How to cut queues at immigration – with maths
When going on holiday to a foreign country, there’s one part of the journey that everybody dreads: border control. Everyone has to have their passport checked by an immigration official when entering a new country – and even when leaving some – so queues are almost inevitable.
At Heathrow airport – one of the largest in the world – many arriving passengers are experiencing waiting times of up to two hours at passport control. Border control officials seek to manage these queues through staff rosters – and when there aren’t enough staff rostered on to meet the number of arriving passengers, then queues at passport control can become excessively long.
Staff rostering presents what’s known in industry as an “optimisation problem”. It is used in hospitals for nurses, in call centres and even in schools, for playground supervision. The main goals are typically to ensure that services are completed in a reasonable amount of time, and to reduce the cost of staff.
But these two goals are often contradictory – since paying more staff usually leads to better service. And because of this contradiction, staff rostering can be a very difficult optimisation problem to solve.
To balance these two aspects of staff rostering, organisations or regulatory bodies typically impose “service requirements”, in the form of expected service times. At Heathrow airport, the service requirements state that 95% of passengers should be processed at passport control within 25 minutes for EEA citizens and 45 minutes for everyone else.
Unfortunately, the border force at Heathrow has been unable to meet the services requirements for non-EEA immigrants since February 2018. July saw the worst performance, with 24.5% of all passengers entering the UK through terminals three and four experiencing waiting times of more than 45 minutes at passport control. In June, July and August, there have been reports of passengers waiting longer than two hours.
Having lots of valid data is critical to making a good roster and reducing waiting times. The main components of staff rostering are modelling demand, scheduling days off and assigning staff to shifts or tasks. If the demand is known exactly in advance – for example, if the number of playground supervision tasks are the same every day throughout the school year – then staff rostering only needs to consider the last two components.
In more dynamic environments, such as airport arrivals, demand modelling plays a crucial role in staff rostering. In an airport, the demand for passport control is directly related to the arrival times of aircraft, which can in turn be delayed. For example, in May 2015 only 75.93% of flights arriving into Heathrow airport were on time. Of the remaining flights, 17% were delayed by less than an hour, and about 7% were delayed by longer. Since 94% of passengers are international travellers, border control is massively affected by flight delays.
Digging into the data
One of the worst options, in regard to meeting service requirements, is to roster staff according to the scheduled arrival time of all flights. Although this would be relatively cheap, it ignores the fact that air travel is routinely subject to delays.

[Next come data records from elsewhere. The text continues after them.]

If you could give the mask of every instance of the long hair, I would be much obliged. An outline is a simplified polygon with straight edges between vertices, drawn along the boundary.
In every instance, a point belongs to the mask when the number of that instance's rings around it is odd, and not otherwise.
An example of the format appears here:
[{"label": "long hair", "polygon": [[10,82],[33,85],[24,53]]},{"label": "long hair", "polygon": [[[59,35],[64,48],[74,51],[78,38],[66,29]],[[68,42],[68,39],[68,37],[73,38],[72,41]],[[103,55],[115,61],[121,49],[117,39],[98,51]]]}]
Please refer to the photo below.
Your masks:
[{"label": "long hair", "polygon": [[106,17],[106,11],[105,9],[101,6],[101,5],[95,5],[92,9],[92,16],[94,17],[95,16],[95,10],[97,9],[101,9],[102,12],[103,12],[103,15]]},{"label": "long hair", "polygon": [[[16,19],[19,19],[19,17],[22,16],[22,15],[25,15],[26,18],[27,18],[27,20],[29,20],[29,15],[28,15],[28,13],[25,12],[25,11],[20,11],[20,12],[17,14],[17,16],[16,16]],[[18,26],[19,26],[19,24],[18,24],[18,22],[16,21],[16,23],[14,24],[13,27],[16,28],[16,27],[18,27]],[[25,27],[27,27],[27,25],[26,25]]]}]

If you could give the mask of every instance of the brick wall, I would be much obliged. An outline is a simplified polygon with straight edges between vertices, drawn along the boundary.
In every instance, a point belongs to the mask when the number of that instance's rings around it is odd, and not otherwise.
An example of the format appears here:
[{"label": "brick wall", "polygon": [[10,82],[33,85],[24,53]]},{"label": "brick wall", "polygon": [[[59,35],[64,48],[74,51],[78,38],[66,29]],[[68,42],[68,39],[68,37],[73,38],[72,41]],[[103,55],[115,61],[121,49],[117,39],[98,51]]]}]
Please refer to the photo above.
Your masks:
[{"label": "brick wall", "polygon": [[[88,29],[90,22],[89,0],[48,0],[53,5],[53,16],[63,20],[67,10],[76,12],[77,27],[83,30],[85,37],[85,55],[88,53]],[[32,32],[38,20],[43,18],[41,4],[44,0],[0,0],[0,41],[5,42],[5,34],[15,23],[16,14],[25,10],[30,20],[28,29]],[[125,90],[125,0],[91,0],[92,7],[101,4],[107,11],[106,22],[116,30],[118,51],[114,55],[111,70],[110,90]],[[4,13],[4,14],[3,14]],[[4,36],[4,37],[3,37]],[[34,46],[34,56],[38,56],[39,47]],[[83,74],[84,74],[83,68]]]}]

A better way for border force to reduce delays at passport control is to roster staff so that the largest expected demand can be served within the set service requirements. Basically, this would mean opening as many booths at passport control as possible, at the busiest time for arrivals – taking into account any expected delays.
But this is a very impractical and expensive solution, and there are limitations with respect to the number of available staff – especially since border force is already struggling with insufficient numbers of staff. Fortunately, there is lots and lots of data relating to air travel, which can be used to model demand more accurately, and roster staff and employ other available technologies accordingly.
Historical records of flight arrivals, the number of EEA and non-EEA citizens arriving and the demand at passport control are all available. Through the use of statistical and data science techniques, such as forecasting, a sophisticated model of demand at passport control can be developed.
Performing staff rostering with such a demand model may be conservative, meaning a higher overall cost, but it will be more likely to fit with the reality of air transportation. Yet proper demand modelling can also highlight situations – periods of time when predominately EEA citizens are arriving – where automatic passport scanners could provide flexibility in rostering staff, and which could decrease costs.
Given the excessive delays reported at Heathrow border control, we can only assume that there is significant limitations to the demand model currently being used for staff rostering. By making better use of statistical techniques and drawing on the large amount of data that is available, it’s possible to significantly reduce the waiting time for passport control – even when flights are delayed.